It is a central problem in both statistics and computer science to understand the theoretical foundation of machine learning, especially deep learning. During the past decade, deep learning has achieved remarkable successes in solving many complex artificial intelligence tasks. The aim of this dissertation is to understand deep neural networks (DNNs) and other nonparametric methods in machine learning. In particular, three machine learning models have been studied: weight normalized DNNs, sparse DNNs, and the compositional nonparametric model.
The first chapter presents a general framework for norm-based capacity control for Lp,q weight normalized DNNs. We establish the upper bound on the Rademacher complexities of this family. Especially, with an L1,infty normalization, we discuss properties of a width-independent capacity control, which only depends on the depth by a square root term. Furthermore, if the activation functions are anti-symmetric, the bound on the Rademacher complexity is independent of both the width and the depth up to a log factor. In addition, we study the weight normalized deep neural networks with rectified linear units (ReLU) in terms of functional characterization and approximation properties. In particular, for an L1,infty weight normalized network with ReLU, the approximation error can be controlled by the L1 norm of the output layer.

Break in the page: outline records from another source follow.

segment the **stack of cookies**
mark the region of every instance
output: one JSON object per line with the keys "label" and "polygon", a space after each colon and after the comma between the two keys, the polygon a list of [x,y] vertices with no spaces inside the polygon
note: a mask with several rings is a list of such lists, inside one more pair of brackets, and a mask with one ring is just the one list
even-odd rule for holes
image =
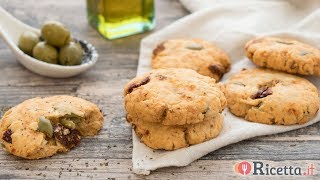
{"label": "stack of cookies", "polygon": [[127,121],[153,149],[175,150],[216,137],[226,99],[213,78],[191,69],[157,69],[124,90]]}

In the second chapter, we study L1,infty-weight normalization for deep neural networks with bias neurons to achieve the sparse architecture. We theoretically establish the generalization error bounds for both regression and classification under the L1,infty-weight normalization. It is shown that the upper bounds are independent of the network width and k1/2-dependence on the network depth k. These results provide theoretical justifications on the usage of such weight normalization to reduce the generalization error. We also develop an easily implemented gradient projection descent algorithm to practically obtain a sparse neural network. We perform various experiments to validate our theory and demonstrate the effectiveness of the resulting approach.

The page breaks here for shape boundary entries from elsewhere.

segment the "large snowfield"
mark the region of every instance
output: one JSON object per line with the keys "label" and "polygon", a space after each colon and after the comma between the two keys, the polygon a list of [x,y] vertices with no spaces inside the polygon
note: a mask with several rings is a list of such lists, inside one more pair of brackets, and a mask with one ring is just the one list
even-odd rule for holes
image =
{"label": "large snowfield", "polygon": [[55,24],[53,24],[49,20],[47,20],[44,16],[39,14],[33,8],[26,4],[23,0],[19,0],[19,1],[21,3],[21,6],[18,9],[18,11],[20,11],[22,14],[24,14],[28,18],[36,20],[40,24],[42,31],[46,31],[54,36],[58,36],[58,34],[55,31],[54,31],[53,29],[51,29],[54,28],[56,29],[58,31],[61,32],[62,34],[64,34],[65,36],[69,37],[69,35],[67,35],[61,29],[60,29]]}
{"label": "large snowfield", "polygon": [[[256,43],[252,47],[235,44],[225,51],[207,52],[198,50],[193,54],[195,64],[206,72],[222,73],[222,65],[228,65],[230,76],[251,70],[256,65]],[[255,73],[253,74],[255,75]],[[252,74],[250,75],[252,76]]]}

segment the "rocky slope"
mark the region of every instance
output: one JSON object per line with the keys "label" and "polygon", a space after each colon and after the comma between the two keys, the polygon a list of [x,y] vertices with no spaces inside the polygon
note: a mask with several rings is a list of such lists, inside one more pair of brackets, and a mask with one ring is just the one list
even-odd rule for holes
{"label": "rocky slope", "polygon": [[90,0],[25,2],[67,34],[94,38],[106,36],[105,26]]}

In the third chapter, we propose a compositional nonparametric method in which a model is expressed as a labeled binary tree of 2k+1 nodes, where each node is either a summation, a multiplication, or the application of one of the q basis functions to one of the m1 covariates. We show that in order to recover a labeled binary tree from a given dataset, the sufficient number of samples is O(k log(m1q)+log(k!)), and the necessary number of samples is Omega(k log(m1q)-log(k!)). We further propose a greedy algorithm for regression in order to validate our theoretical findings through synthetic experiments.